パウシャオが動きを止めたタイランの頭を鷲掴みにし渾身の力で顔面を床に叩き付けると、轟音を上げて貴賓室の床を突き破り、勢いあまって二階の床も貫き最初にアリエラたちが食事をしていた一階の円卓を粉々にしてようやく止まった。

 

 心臓と頭を破壊されたタイランは身体から青白い炎を上げると、あっという間に燃え尽き灰の山になってしまった。


「ねぇレイメイ……今回ワタクシはそこの壁を壊した事以外は被害者側よね?」

 アリエラは床の穴から一階の様子を窺いながらやや不安そうにレイメイに尋ねた。


「いや……う〜ん……あのヴァンパイア擬きって多分アリエラさんが殴り飛ばしたウシ獣人の……タイランさん? ですよね……。

 アリエラさんがやり過ぎたからあんな風になってしまったんじゃないですか……?」

「ああ……それで九環刀(この剣)に反応を……あれは話も聴かずに攻撃してきたから……ピチカはどう思──……ワタクシの石棺(サルコファガス)は何処?」 


 ピチカを黄金石棺の中にに避難させていた事を思い出したアリエラは周囲を見回したが、何処にも見当たらない。

 大きく目立つため見失う事はまずあり得ない。床の崩壊に巻き込まれて落ちたのだとしても大きな音がするのは確実なので気付いているはずだ。

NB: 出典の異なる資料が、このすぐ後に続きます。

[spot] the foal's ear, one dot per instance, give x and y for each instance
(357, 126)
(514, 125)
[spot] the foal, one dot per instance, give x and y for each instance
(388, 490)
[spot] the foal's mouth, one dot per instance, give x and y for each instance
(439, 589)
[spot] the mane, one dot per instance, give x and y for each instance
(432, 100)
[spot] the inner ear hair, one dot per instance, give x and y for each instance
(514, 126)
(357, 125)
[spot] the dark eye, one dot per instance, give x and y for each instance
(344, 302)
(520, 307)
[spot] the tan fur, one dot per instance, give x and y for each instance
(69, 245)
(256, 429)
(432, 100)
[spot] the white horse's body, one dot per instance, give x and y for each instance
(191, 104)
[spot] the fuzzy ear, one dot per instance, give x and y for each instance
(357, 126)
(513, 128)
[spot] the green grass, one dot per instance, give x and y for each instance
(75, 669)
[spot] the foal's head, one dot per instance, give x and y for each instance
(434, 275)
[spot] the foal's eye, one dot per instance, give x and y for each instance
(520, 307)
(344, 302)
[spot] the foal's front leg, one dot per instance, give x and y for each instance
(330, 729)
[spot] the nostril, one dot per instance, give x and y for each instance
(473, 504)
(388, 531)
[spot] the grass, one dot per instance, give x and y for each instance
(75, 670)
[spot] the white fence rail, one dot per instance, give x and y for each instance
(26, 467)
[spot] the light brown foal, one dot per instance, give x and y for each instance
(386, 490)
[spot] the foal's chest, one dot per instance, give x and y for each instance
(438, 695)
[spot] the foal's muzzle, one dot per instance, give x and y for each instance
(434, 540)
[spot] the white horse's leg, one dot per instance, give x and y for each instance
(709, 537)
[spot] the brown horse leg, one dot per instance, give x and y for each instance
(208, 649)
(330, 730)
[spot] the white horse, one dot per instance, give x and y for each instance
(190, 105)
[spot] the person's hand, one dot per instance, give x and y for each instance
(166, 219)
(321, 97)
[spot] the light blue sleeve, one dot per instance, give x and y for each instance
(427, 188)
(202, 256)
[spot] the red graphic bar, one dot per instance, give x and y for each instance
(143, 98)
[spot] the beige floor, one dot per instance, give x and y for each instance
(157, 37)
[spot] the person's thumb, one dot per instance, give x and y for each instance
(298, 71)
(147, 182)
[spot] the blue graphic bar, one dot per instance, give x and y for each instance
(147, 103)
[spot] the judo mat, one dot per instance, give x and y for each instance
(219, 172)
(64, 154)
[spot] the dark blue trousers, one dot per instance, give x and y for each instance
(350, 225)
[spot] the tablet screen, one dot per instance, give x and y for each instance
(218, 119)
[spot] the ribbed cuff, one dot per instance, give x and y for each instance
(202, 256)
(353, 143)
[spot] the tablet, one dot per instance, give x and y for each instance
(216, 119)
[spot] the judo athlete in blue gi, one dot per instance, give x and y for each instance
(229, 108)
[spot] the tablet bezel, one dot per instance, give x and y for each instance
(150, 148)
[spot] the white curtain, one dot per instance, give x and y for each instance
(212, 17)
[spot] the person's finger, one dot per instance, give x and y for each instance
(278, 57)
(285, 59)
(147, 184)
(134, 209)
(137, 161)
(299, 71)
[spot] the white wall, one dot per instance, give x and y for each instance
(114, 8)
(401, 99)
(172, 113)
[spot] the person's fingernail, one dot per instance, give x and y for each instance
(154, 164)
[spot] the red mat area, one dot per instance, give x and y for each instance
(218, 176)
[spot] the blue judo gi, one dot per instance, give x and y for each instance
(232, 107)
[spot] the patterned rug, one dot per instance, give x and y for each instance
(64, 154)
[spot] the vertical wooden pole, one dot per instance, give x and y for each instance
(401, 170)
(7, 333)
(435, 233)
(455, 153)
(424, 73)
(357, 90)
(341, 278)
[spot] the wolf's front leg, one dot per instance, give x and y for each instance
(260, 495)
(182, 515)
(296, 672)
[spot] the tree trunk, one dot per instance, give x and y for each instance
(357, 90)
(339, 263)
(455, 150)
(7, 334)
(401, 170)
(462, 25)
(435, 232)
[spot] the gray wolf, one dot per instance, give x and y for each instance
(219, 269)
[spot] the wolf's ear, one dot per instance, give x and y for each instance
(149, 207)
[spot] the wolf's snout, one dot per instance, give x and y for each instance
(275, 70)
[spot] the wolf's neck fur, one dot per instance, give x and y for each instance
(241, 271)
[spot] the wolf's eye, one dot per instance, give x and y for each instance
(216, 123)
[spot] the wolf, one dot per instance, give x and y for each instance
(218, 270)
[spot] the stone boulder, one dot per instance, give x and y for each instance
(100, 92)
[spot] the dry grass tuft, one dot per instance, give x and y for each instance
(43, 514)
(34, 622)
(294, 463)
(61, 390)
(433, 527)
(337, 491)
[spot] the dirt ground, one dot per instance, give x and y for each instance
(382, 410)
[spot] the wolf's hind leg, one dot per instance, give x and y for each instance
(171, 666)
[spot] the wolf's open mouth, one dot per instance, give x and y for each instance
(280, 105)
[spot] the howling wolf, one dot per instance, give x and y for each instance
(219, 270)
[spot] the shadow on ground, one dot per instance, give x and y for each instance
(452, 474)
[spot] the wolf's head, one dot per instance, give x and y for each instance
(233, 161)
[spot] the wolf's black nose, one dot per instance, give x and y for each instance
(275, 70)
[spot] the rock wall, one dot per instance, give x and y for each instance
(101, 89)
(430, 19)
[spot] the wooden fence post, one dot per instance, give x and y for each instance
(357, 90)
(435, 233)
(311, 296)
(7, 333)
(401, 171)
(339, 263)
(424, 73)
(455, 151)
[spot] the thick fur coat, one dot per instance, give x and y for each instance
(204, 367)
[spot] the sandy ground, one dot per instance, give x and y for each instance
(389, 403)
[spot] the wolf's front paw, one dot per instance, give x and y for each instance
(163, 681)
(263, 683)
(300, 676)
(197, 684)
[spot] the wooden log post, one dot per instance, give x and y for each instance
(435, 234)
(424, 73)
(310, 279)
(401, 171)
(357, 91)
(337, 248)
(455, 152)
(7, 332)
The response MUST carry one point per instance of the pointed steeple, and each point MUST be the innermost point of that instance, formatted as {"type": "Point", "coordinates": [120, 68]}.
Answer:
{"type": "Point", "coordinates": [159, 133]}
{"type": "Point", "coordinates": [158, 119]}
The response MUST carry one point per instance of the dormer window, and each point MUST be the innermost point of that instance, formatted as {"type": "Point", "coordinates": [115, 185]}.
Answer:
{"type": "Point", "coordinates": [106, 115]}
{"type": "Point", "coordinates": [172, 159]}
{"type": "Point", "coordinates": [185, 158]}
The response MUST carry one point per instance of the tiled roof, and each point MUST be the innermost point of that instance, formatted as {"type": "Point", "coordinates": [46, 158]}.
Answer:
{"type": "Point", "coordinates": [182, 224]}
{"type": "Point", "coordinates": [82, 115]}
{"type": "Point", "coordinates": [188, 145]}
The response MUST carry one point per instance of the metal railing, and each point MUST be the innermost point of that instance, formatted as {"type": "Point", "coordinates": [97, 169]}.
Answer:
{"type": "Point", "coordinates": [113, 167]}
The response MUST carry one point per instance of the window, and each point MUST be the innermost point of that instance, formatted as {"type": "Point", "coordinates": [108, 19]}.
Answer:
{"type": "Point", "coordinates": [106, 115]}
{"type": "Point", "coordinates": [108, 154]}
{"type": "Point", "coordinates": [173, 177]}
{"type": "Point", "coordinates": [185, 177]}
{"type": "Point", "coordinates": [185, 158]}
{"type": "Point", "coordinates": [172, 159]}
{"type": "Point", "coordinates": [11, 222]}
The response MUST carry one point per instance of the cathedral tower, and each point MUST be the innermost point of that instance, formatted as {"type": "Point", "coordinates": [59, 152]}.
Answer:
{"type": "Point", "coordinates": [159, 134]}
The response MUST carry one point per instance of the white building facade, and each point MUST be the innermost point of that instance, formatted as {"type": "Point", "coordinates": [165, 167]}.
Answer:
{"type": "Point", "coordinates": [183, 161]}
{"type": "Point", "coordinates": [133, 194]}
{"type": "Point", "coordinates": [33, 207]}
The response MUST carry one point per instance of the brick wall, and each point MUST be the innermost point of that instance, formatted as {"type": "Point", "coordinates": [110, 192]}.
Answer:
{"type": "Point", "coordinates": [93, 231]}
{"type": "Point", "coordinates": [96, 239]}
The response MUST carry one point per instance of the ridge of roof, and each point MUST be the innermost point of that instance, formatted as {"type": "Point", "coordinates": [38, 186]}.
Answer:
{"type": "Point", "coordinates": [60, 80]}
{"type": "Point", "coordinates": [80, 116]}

「──シィシアが盗んだのかしら? アハッ……良い度胸だこと。

 これってアレよね? 不意打ちもアリでワタクシに勝てば新たな四天王になれるっていう……誘い込みたいってワケね」

「あっ……あ……! 最初に襲撃してきたゴブリンたちの別動隊の仕業かもしれませんよ! いくらチャランポランなシィシア姐さんでもアリエラさんから盗みを働くなんてそんな事っ……あるワケ……無いワケで……ヘ、ヘヒヒッ……」


 なんとか姐の擁護を試みたレイメイの語気はどんどん弱くなり、最終的には笑って誤魔化す事しかできなくなってしまった。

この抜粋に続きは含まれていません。